Plums are the second most cultivated fruit in the world, second to apples. The process of drying plums is thought to have originated thousands of years ago in an area near the Caspian Sea. The word prunes might be going out of fashion to make way for names like dried plums or plum raisins. In the United States, prunes are now called dried plums.
- Prunes are a particularly good source of fiber and other nutrients important for good digestive health. Prunes contain about 3g of fiber per serving (4-5 dried plums).
- Prunes provide soluble fibers, particularly pectin, which may lower blood cholesterol levels. These fibers can also help regulate blood-sugar levels. The fibers delay the absorption of glucose in the blood by slowing down the rate at which food leaves your stomach. Prunes may play a role in preventing and treating type 2 diabetes.
- The insoluble fibers in prunes help speed food through the digestive tract, which may help, prevent overeating and weight gain.
- Prunes rank among the top fruits for antioxidant activity. Foods high in antioxidants protect the body's cells from damage caused by free radicals. Free radicals damage cells and antioxidants are associated with the prevention of diseases such as heart disease, cancer, stroke, arthritis, Alzheimer's disease, and the general effects of aging.
- Due to their reduced water content, dried fruits are a more concentrated source of nutrients than fresh fruits. The antioxidant value of dried fruit is considerably higher than that of fresh fruits, and prunes have six times the antioxidant potential of fresh plums.
- What causes the laxative effect of prunes is unknown; some believe that it is the high levels of fiber. However, the juice from prunes contains no fiber and is still extremely laxative. Prunes provide bulk and decrease the transit time of fecal matter, and this decreases the risk of colon cancer. Prunes provide "food" for friendly bacteria in the large intestine, and an acid is produced that helps keep your colon healthy.
- Prunes have generous amounts of the mineral potassium, which is important for heart function and for maintaining normal blood pressure.
- The potassium found in prunes may also help to promote bone health. Recent research has suggested that dried plums may restore bone mass in the animals. Based on these promising findings, researchers conducted a small clinical trial with post-menopausal women. Women who ate about 12 dried plums daily experienced an increase in biomarkers that measure the rate of bone formation. The women were not on hormone replacement therapy.
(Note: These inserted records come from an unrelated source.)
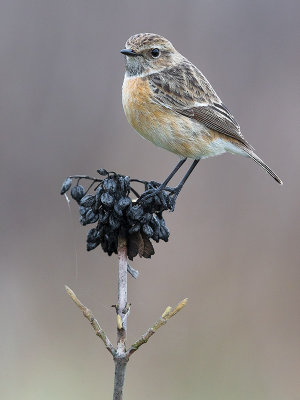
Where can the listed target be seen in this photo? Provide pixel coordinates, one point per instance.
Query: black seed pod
(118, 210)
(88, 200)
(114, 222)
(148, 231)
(102, 171)
(93, 236)
(83, 210)
(135, 212)
(77, 193)
(124, 202)
(109, 185)
(134, 228)
(103, 216)
(91, 217)
(66, 185)
(107, 200)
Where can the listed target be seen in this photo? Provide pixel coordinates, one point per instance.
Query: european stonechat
(169, 101)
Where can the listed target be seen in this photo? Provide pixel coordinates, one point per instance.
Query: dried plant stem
(167, 314)
(121, 357)
(88, 314)
(120, 354)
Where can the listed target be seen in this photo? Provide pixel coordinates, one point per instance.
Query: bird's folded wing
(186, 91)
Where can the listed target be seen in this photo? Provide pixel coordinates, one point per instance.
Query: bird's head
(146, 53)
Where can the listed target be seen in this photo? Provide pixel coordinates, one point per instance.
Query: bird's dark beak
(129, 52)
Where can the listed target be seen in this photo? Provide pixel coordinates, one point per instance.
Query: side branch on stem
(88, 314)
(167, 314)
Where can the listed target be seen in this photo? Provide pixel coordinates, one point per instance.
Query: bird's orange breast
(162, 126)
(141, 112)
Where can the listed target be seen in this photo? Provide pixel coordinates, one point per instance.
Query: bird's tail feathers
(260, 162)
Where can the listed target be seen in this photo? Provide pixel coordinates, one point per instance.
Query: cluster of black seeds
(107, 204)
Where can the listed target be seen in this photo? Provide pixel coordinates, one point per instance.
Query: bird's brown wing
(185, 90)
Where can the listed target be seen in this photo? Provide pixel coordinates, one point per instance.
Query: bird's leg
(175, 192)
(152, 192)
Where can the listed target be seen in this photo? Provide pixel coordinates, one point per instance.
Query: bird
(168, 101)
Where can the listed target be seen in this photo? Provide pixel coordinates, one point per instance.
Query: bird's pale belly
(164, 127)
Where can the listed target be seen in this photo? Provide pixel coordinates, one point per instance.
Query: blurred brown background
(234, 245)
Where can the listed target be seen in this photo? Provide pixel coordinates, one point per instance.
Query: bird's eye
(155, 53)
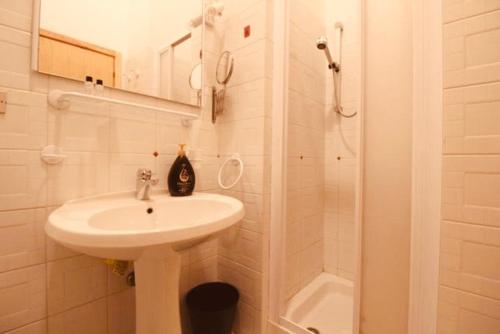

- Prunes help your body absorb iron. The ability of plum and prune to make iron more available may be related to the vitamin C content of this fruit.
- Prunes are very sweet in taste and they can be used as a natural sweetener. You can also sue prunes as a fat substitute, especially in baked goods.
- Dried plums are low GI food: a measure of the impact carbohydrate foods has on the ability to raise blood glucose (sugar) levels. Research continues on the benefits of consuming diets with a low glycemic load (GL) in preventing and managing conditions including diabetes, cardiovascular disease, cancer and obesity.
Advice
- As prunes are a strong laxative it would be unwise to consume too many too quickly.
- Dried prunes may be sprayed with a substance to preserve them and people allergic to sulphide should avoid dried prunes.
- Prunes contain measurable amounts of oxalates, and individuals with existing and untreated kidney or gallbladder problems may want to avoid eating prunes.